I guess I was looking at the wrong video. An anomaly within the pod doesn’t explain how they got vectored to it from a ships radar
I guess I was looking at the wrong video. An anomaly within the pod doesn’t explain how they got vectored to it from a ships radar
I think that's a pretty far stretch. The pod isn't going to take an auto track on an optical anomaly...anyway, that would be easily ruled out by comparing it with other video from some other time during flight.It does roll very slightly back toward the right when the "rotation" occurs. The object also stops tracking across the clouds in the background. Note that the "rotation" coincides with the flir azimuth reaching zero degrees L/R of ADL. Again, I don't fly with these pods, but I think that's significant and possibly indicative of an optical artifact as it's tracked across the ADL. It looks a little bit like a lens flare. It's obviously not an alien craft, so I'm just spit-balling at other plausible explanations.
Time 2:44 below
Whatever it is they're looking at, it's flying through the sky and manuevering. Probably a Growler trying to find the tanker.
I guess I was looking at the wrong video. An anomaly within the pod doesn’t explain how they got vectored to it from a ships radar
Whatever the explanation has to also account for an S-band radar looking up from the surface holding firm track on it, apparently all day.
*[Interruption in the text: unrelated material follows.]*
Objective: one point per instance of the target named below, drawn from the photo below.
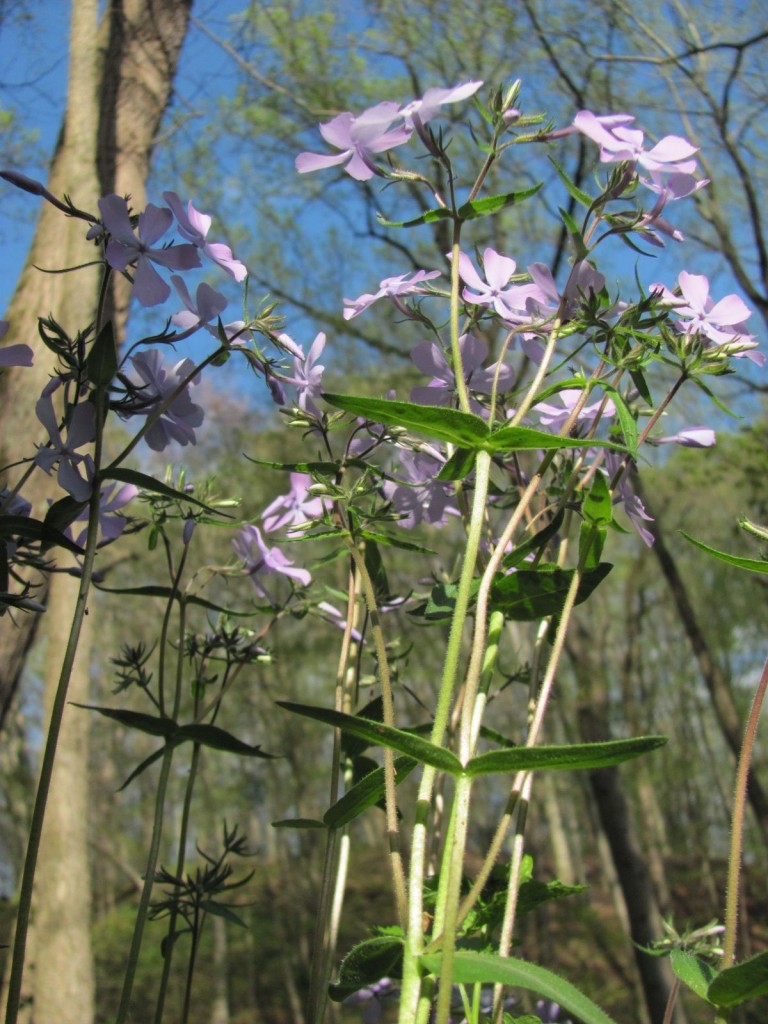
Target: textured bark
(121, 74)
An order came in for him to suspend the exercise and do some “real-world tasking,” about 60 miles west of their location, Fravor said. He said he was told by the command that there were some unidentified flying objects descending from 80,000 feet to 20,000 feet and disappearing; he said officials told him they had been tracking a couple dozen of these objects for a few weeks.
WSO says at one point there's a "fleet" of them and says to look on the SA page, so the whatevers were in the Link too.
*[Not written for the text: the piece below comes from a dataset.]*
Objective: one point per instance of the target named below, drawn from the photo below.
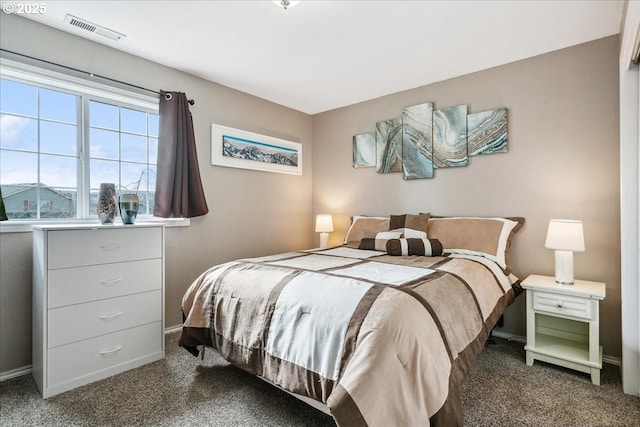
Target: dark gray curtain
(179, 192)
(3, 213)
Appearing on the SA page doesn't mean they were in the link.
I think the whole thing is pretty interesting, primarily the fact that there was a special access program to look into such reports - the most credible of which I always would have assumed could be explained by our own similarly-classified programs. Of course, compartmentalization being what it is, that's still a viable explanation.
Whatever the explanation has to also account for an S-band radar looking up from the surface holding firm track on it, apparently all day.
Having seen what raw radar picks up I'm not surprised that there may have been a track out there even if it wasn't for reals, even all day.